The feeling was mutual.
“I think there’s a real kinship in assistant coaches when you go anywhere,” Fisher said. “And when they become head coaches, you pull for them. We’ve done that. I’ve done that with Bruce Pearl, from the moment he took his first head job. I wouldn’t say that we’re guys that talk on the phone every month. But when we see one another, we spend time reminiscing.”
After landing the Fab Five—a historic recruiting class that featured Chris Webber, Juwan Howard and Jalen Rose—Fisher got Michigan back to the national title game in 1992 and ’93.
Now, he has San Diego State (25-8) in the NCAAs for the third time in his 11 years there.
The Aztecs have never won a game in the tournament in five total appearances, but forward Malcolm Thomas said that Fisher’s credentials help the team buy into what he’s telling them.
“Just knowing his history, you never second guess what he tells you,” guard D.J. Gay said. “He’s our leader. He’s our coach. So whatever he says, we’re all ears. Our attention is always on him. When he has something to say you have to listen because he’s been here before. None of us have.”
Fisher often brings up the Michigan teams, even though the Aztecs are different. After all, San Diego State is trying to achieve the same things as the Wolverines were back then.
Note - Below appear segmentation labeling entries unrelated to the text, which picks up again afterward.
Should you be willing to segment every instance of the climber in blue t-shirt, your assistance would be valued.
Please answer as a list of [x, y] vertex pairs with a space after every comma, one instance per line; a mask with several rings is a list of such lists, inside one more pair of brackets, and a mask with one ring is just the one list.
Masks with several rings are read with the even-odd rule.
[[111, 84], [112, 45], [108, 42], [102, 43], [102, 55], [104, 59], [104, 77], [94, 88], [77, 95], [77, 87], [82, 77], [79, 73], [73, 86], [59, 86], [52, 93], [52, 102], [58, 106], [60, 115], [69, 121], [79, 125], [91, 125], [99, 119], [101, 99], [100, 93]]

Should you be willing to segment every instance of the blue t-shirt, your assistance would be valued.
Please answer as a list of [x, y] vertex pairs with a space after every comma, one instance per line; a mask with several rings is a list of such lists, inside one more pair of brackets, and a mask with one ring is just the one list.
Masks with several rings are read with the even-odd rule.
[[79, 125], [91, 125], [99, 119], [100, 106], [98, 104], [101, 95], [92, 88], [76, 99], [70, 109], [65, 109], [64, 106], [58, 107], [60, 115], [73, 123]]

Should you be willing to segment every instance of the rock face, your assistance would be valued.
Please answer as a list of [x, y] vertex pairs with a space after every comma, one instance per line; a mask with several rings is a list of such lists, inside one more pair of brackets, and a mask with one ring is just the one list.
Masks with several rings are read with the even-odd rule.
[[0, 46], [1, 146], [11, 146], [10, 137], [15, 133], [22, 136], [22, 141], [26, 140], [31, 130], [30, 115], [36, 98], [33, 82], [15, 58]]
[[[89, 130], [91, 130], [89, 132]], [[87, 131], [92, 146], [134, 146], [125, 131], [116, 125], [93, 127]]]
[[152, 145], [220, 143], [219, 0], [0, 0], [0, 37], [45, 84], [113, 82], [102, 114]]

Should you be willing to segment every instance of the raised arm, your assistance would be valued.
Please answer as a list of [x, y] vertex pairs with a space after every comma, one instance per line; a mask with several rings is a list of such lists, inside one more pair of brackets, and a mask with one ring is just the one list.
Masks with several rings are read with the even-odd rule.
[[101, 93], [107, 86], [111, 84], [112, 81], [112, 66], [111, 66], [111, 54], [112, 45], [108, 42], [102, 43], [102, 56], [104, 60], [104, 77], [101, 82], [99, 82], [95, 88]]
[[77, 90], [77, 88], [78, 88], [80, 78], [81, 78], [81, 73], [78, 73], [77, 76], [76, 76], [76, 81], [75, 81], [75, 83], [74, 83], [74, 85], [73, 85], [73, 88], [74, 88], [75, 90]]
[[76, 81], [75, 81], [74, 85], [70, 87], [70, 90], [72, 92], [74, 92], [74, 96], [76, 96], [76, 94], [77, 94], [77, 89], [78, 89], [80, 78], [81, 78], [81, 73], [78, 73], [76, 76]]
“If you don’t get excited when you walk out there for an NCAA tournament game, it doesn’t matter who you are or where you are, then you don’t belong in the business,” Fisher said. “I am itching—jumping out of my skin—to get another opportunity to play in the NCAA Tournament, as are our kids and our fans and our community.”
Pearl is equally enthusiastic.
A native of nearby Sharon, Mass., who went to Boston College, Pearl considers his visit to Providence a homecoming. For his opening statement at Wednesday’s media availability, he talked about the Red Sox, Patriots and Celtics—a surefire way to get the home crowd on his side.
At Tennessee, he’s gotten a lot of attention for his garish clothing and showing up at women’s basketball games with his face painted orange. But players see him as a father figure whose attitude is contagious—and a big reason why the Vols made it through a rough patch.
“His enthusiasm goes off on his players, and it gets us hyper, because he’s a hyper coach,” center Brian Williams said. “He gets us rowdy and he’s a great motivator.”
Pearl may have faced his most difficult job this season when forward Emmanuel Negedu was sidelined after a cardiac arrest, and guard Josh Tabb left school to be near his sick mother. Tyler Smith, the team’s top returning scorer, was kicked off the team after being arrested with a gun, and three other players with him in the car were suspended.
That left the Vols with just six scholarship players and three walk-ons.
Two games later, they beat top-ranked Kansas.
“We believe everything happened for a reason,” guard Bobby Maze said. “Emmanuel Negedu and the situation was difficult for all of us because he was like our brother. But he’s still with us now. And he’s one of the reasons why we are inspired to win this thing.”